To alleviate this imbalance, OpenFF will provision its own host and deploy QCFractal Server to it for future calculations. This will also give OpenFF operational independence in dataset lifecycle and management, allowing the organization to adjust its usage patterns as needed to meet its needs.
Server Requirements
A recommendation for server specifications for an OpenFF QCFractal Server is as follows:
cpu : 2 x 2.8GHz,16C/32,256M
memory : 16 x 32GB RDIMM, 3200MT/s, Dual Rank 16Gb BASE x8
total memory: 512GB
storage : 12 x 3.84TB SSD SAS ISE Read Intensive 12Gbps 512e 2.5in Hot-Plug, AG Drive (or equivalent)
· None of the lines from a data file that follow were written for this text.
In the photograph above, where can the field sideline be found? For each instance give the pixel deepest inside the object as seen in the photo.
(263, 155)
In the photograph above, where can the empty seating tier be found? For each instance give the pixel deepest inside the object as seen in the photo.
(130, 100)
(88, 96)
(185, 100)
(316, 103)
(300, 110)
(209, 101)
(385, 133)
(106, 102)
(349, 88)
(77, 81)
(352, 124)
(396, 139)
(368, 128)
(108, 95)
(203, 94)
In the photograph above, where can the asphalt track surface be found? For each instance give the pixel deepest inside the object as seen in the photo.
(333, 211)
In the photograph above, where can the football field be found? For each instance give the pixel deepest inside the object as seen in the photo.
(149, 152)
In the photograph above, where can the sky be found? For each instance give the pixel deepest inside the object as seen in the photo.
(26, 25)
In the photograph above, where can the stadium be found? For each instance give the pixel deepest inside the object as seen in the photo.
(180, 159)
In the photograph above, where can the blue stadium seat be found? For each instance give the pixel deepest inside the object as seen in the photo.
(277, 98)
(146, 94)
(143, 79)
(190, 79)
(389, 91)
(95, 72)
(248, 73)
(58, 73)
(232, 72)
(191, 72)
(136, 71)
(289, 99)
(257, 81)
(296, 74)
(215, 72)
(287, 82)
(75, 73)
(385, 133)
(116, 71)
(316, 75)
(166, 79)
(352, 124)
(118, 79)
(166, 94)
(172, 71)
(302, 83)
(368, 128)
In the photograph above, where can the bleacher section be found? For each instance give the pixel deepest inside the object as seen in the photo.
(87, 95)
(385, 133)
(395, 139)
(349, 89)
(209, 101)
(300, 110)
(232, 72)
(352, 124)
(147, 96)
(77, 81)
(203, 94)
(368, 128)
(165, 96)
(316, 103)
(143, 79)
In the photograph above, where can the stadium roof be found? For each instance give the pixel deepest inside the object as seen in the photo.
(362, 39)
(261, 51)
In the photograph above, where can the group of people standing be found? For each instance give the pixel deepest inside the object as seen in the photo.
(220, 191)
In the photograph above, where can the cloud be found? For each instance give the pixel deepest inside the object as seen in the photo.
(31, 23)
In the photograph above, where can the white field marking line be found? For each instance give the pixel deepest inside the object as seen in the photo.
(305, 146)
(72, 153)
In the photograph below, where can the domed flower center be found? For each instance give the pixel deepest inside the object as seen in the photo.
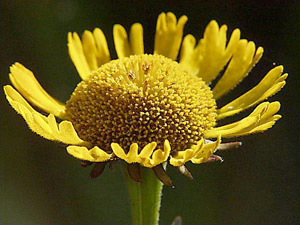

46TB raw total, or 23TB of usable RAID10 storage
we would target 50% utilization of storage at all times, setting dataset lifecycle / retention policy accordingly
This recommendation draws from Ben Pritchard’s experience in managing the MolSSI QCFractal Server for over two years, as well as from his own testing cycles of the upcoming next
refactor of QCFractal.
A host with the minimum specs noted above is expected to cost $25k - $40k through an institutional VAR.
Network Requirements
The server will need to be internet-accessible via the following ports:
http : 80
https : 443
ssh : 22
The server should be reachable via qcfractal.openforcefield.org
.
Network interface capacity should be 10Gb if possible to avoid inbound/outbound data transfer bottlenecks.
Backup Requirements
We will set up automated backups, full + incremental. These will need to be shipped to a remote resource, though offsite is not critical. An NFS or SMB/CIFS mounted network filesystem would be ideal. We will likely leverage pgBackRest
(https://pgbackrest.org/ ) for backup generation.
Maximum backup storage allocation should at least equal the working space of the production host. If the production host has 23TB of working storage space, then the backup solution should have ~24TB of space. This will allow for some accumulation of incremental backups over time as storage utilization rises.